Search code examples
rggplot2colorbarggpubrggpairs

Making a ggpaired plot where line.color is a weighted function?


I have some data from before and after a treatment was applied, and wanted to look at the paired data, so I turned to ggpaired. I am able to get this to work fine with my data. (I simulated some data that is similar to what I am working with so that others could mess around with it.)

set.seed(123)
size <- 28
a.d <- round(runif(size, 1, 4))
g.d <- round(runif(size, 1, 4))
s.d <- round(runif(size, 1, 4))
p.d <- round(runif(size, 1, 4))
a.f <- a.d + round(runif(1,-1,1))
g.f <- g.d + round(runif(1,-1,1))
s.f <- s.d + round(runif(1,-1,1))
p.f <- p.d + round(runif(1,-1,1))

df.t <- data.frame("A" = c(a.d,a.f),"G" = c(g.d,g.f),"S" = c(s.d,s.f),"P" = c(p.d,p.f),"V" = c(rep("D", size),rep("F", size)))

Then to plot (I have installed and loaded the packages ggpubr, gridExtra, and ggplot2):

p <- list()
for(i in colnames(df.t[,-5])){
    d <- head(df.t[i],nrow(df.t)/2)
    d <- d[,i]
    f <- tail(df.t[i],nrow(df.t)/2)
    f <- f[,i]
    fin <- data.frame(draft = d, final = f)

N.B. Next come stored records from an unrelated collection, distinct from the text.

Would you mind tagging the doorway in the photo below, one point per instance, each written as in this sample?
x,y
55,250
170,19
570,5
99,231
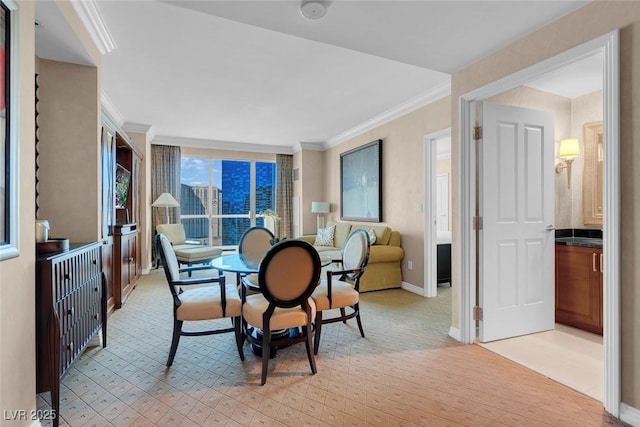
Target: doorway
x,y
437,161
608,46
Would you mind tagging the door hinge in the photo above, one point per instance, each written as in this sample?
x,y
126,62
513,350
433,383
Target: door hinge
x,y
477,223
477,133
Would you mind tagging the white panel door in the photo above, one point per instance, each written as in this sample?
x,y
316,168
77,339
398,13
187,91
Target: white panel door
x,y
442,204
517,206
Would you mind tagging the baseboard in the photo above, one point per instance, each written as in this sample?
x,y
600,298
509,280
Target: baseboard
x,y
455,333
630,415
413,288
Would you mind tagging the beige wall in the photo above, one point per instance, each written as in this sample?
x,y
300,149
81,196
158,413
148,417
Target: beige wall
x,y
592,20
402,177
17,275
70,190
310,188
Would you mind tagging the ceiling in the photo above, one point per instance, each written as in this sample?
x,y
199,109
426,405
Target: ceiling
x,y
256,75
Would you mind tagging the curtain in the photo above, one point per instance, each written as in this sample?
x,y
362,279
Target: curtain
x,y
284,193
165,178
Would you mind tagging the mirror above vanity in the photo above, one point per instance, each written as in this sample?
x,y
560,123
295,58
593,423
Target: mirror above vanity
x,y
592,174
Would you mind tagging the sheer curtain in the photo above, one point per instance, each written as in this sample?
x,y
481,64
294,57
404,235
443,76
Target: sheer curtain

    p[[i]] <- ggpaired(fin, cond1 = "draft", cond2 = "final", fill = "condition", line.color = "gray", line.size = 0.4, palette = "jco", xlab = "Draft version", ylab = paste(colnames(df.t[i]),"rating"), title = paste("Paired box plot of",colnames(df.t[i]),"ratings"))
}

do.call(grid.arrange,p)

which produces the image:

enter image description here

This is fine, but I have a lot of values that go from, say, a value of 2 pre-treatment and then are a value of 1 post-treatment, and you can't really visualize it with the line color as is. While googling, I came across this post, which isn't what I need, I think. I don't know the best way to phrase this question and keep finding results for edge line width for networks.

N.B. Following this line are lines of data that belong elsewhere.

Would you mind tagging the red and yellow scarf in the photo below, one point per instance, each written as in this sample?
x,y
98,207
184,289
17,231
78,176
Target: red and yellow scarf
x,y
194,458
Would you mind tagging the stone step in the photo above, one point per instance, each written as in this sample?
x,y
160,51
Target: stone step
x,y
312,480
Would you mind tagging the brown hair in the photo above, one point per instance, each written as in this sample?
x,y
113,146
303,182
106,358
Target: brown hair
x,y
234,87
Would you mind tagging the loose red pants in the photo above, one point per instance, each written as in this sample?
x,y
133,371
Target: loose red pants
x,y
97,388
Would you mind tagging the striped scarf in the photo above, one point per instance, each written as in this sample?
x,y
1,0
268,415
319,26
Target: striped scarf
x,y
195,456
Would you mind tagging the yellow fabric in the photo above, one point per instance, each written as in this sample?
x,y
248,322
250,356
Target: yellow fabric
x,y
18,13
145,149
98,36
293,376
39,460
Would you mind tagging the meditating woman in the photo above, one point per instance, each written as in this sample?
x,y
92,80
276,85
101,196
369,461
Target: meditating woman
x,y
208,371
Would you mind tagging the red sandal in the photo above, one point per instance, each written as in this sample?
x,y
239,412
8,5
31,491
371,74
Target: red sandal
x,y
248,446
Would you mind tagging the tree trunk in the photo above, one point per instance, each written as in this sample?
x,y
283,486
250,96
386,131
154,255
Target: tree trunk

Basically, what I would like to do is this: if I have 11 observations that go from 3 to 2, I would like the line from 3 to 2 to be darker than, say, the line from 1 to 0, which only has 3 observations, a little like in this very quick mock-up I did in Paint:

enter image description here

I hope that it would be possible to do something like this with line.color (or maybe with line.weight?), and making a function that colors the lines by the weight (or more specifically, the number of counts), but I'm not the best with R (and rather new to it), so any help would be appreciated, as I don't know how to begin doing something like this, and everything I google regarding this topic seems related to network graphs.


Solution

  • What you want is certainly possible, but using ggpaired may not be the most straightforward way to get there (disclaimer: I don't use the ggpubr package much.)

    ggpaired is essentially a wrapped around the underlying ggplot2 package's functions. If you want to make changes to how the things are done, making changes in the underlying functions is a clean way to go about it. (If you intend to use R in the future, getting down to the brass tacks is also a good way to learn.)

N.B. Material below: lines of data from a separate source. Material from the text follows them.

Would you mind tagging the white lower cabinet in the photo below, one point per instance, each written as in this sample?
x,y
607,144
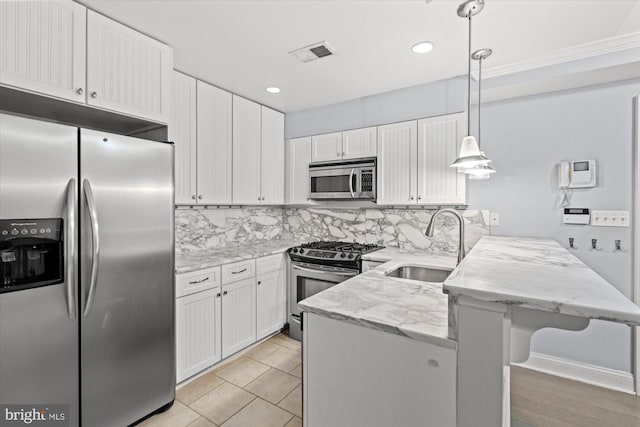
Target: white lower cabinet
x,y
198,338
222,310
238,316
271,283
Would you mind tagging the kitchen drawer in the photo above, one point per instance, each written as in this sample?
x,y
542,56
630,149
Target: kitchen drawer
x,y
196,281
238,271
269,263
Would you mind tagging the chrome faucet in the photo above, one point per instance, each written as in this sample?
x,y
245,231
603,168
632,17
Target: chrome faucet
x,y
432,225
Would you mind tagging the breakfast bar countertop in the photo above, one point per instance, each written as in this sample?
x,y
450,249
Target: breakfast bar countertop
x,y
539,274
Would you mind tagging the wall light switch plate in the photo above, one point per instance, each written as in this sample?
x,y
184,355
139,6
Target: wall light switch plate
x,y
494,218
610,218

    Here's how I'd do it, starting from the original dataframe df.t:

    library(dplyr)
    
    df.t %>%
      mutate(pair.order = rep(seq(1, n()/2), times = 2)) %>% # add new column to keep track of pairs
      tidyr::pivot_longer(cols = A:P, names_to = "facet") %>% # convert data to long form so all 
                                                              # values are captured in one variable
      ggplot(aes(x = V, y = value, fill = V)) +
      geom_boxplot() +  
      geom_line(data = . %>%                             # further data manipulation for line layer
                  tidyr::pivot_wider(names_from = V) %>% # arrange values in pairs
                  count(facet, D, F) %>%                 # & aggregate them for each treatment
                  mutate(n = cut(n, breaks = c(0, 5, 10, Inf),
                                 labels = c("n \u2264 5", "6 < n \u2264 10", "n > 10"))) %>%
                  mutate(line.group = seq(1, n())) %>%   # add grouping identifier for line
                  tidyr::pivot_longer(cols = D:F, names_to = "V"),  # return to long form
                aes(group = line.group, 
                    colour = forcats::fct_rev(n)), # reverse category order for count
                size = 2) +                        # increase line size for easier comparison
      
      facet_wrap(~facet,     # split into 4 plot facets, one for each treatment
                 labeller = labeller(facet = function(x) paste("Paired boxplot of", x, "ratings"))) +
      scale_x_discrete(labels = c("draft", "final")) +
      labs(y = "rating", colour = "Number of\ncounts") +
      ggsci::scale_fill_jco(guide = FALSE) + # not showing legend since it's the same as x-axis
      scale_colour_grey() +
      theme_pubr() +
      theme(legend.position = "right",
            axis.title.x = element_blank())
    

    plot